Polly Jean Harvey est au sommet de son art. À 41 ans, après deux décennies de chanson rock sans compromis, elle propose Let England Shake. En attendant qu'une date de concert à Montréal se confirme, nous l'avons jointe en Angleterre, thème central de son magnifique huitième album.

Le mélange de folk, de rock ambiant, d'instrumentation variée et d'échantillonnages, le ton aérien de la voix, la poésie aride des textes, tout ça présente un visage quasiment inédit de PJ Harvey. Un renouvellement aussi étonnant que lumineux, réussi à nouveau avec le concours de ses complices Mick Harvey et Flood.

«Je crois que j'ai fait du progrès, autant du point de vue musical que lyrique», estime PJ Harvey, jointe chez elle, en Angleterre.

Musicalement, Let England Shake prend racine dans White Chalk, lancé en 2007, un disque fait de ballades au piano - instrument qu'elle a appris à jouer spécialement pour cet album - qui tranchait radicalement avec les guitares de ses précédents albums.

«Je commençais déjà à travailler sur Let England Shake à cette époque. White Chalk était une façon d'exprimer plus clairement, délicatement et simplement les idées musicales. Expérimenter avec ma voix, aussi, le registre élevé, les mélodies», autant de traits de caractère qu'on reconnaît sur le récent disque, pour lequel elle a appris l'usage du saxophone. «J'aime l'idée de jouer d'un instrument sans vraiment le maîtriser. On se concentre alors sur le feeling, plus sur les sentiments que l'intellect. J'aime la simplicité qui vient avec, ça cause des surprises.»

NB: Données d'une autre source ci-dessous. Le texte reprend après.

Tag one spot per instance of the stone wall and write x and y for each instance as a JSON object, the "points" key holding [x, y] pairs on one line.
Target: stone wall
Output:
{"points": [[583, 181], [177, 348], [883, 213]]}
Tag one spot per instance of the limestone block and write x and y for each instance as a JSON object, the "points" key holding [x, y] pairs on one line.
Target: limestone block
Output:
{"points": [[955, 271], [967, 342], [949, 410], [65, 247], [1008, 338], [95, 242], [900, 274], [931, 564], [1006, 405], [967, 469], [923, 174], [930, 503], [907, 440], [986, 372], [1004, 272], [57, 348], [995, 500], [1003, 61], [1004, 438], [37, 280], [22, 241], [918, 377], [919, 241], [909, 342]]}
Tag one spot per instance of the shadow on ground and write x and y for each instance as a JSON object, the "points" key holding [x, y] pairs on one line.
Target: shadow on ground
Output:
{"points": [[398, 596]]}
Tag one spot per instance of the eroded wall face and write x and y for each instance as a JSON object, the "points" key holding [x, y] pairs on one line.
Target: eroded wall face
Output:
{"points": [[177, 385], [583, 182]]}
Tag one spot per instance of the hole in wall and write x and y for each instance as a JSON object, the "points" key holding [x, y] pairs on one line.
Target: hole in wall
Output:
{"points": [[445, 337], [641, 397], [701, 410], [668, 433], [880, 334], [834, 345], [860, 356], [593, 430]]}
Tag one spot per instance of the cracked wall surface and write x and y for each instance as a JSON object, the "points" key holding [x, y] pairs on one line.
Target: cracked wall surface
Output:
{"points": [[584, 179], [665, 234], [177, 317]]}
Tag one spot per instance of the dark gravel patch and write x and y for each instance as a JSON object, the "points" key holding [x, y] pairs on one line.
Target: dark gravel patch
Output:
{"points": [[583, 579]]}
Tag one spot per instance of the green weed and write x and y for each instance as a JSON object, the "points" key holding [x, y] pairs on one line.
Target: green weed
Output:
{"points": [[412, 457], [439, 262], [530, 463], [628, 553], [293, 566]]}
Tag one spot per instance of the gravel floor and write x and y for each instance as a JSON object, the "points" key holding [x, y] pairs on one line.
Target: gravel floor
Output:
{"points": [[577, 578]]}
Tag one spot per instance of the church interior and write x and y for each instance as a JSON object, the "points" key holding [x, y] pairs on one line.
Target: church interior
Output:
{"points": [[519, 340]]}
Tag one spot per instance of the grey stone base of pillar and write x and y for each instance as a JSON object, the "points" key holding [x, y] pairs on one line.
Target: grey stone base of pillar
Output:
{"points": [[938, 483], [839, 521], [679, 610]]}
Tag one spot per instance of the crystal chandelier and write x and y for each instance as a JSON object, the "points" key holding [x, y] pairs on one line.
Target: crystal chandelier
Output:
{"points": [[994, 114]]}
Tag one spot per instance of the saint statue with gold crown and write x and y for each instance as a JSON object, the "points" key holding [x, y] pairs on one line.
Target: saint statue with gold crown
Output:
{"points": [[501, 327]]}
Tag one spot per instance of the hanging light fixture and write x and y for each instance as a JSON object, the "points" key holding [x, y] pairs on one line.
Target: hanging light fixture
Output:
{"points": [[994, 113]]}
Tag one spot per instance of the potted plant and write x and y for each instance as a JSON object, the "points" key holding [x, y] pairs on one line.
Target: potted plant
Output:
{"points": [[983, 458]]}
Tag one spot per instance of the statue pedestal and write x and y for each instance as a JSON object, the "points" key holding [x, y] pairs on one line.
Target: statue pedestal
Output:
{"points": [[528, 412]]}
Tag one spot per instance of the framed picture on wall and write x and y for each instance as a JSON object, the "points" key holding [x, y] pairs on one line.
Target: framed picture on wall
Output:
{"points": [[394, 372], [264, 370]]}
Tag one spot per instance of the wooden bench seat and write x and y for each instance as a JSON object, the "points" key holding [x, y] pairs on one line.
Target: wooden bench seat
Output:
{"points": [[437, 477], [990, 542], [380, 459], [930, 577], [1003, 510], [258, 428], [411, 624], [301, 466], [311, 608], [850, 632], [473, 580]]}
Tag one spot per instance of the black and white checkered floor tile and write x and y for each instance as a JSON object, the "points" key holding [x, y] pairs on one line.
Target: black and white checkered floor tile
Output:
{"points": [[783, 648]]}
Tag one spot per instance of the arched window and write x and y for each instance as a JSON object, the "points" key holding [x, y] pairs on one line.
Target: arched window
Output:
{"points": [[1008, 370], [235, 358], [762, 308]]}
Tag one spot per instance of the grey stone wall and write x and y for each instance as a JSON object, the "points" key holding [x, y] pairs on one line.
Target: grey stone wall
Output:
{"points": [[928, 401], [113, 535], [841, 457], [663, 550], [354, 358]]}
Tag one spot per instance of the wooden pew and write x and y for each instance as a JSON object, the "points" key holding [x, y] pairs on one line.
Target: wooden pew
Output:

Côté textes, Let England Shake est un tournant dans la démarche de l'artiste: «J'ai étudié mon sujet longtemps, je me suis appliquée à enrichir mon vocabulaire. Graduellement, ces dernières années, j'ai développé une tout autre manière d'écrire et d'explorer avec les mots.»

Ainsi, pour la première fois, l'auteur du classique To Bring You My Love (1995) sort d'elle-même, évite les regards intérieurs, pour dresser un portrait, subjectif, sensible, éveillé, peut-être même controversé, de l'histoire de son pays.

C'est donc sous l'angle des conflits armés que PJ Harvey nous parle, d'une manière presque journalistique, sur le plan de la recherche: «Je voulais présenter le sujet de la façon la plus impartiale possible, justement de la même manière qu'un journaliste devrait le faire.»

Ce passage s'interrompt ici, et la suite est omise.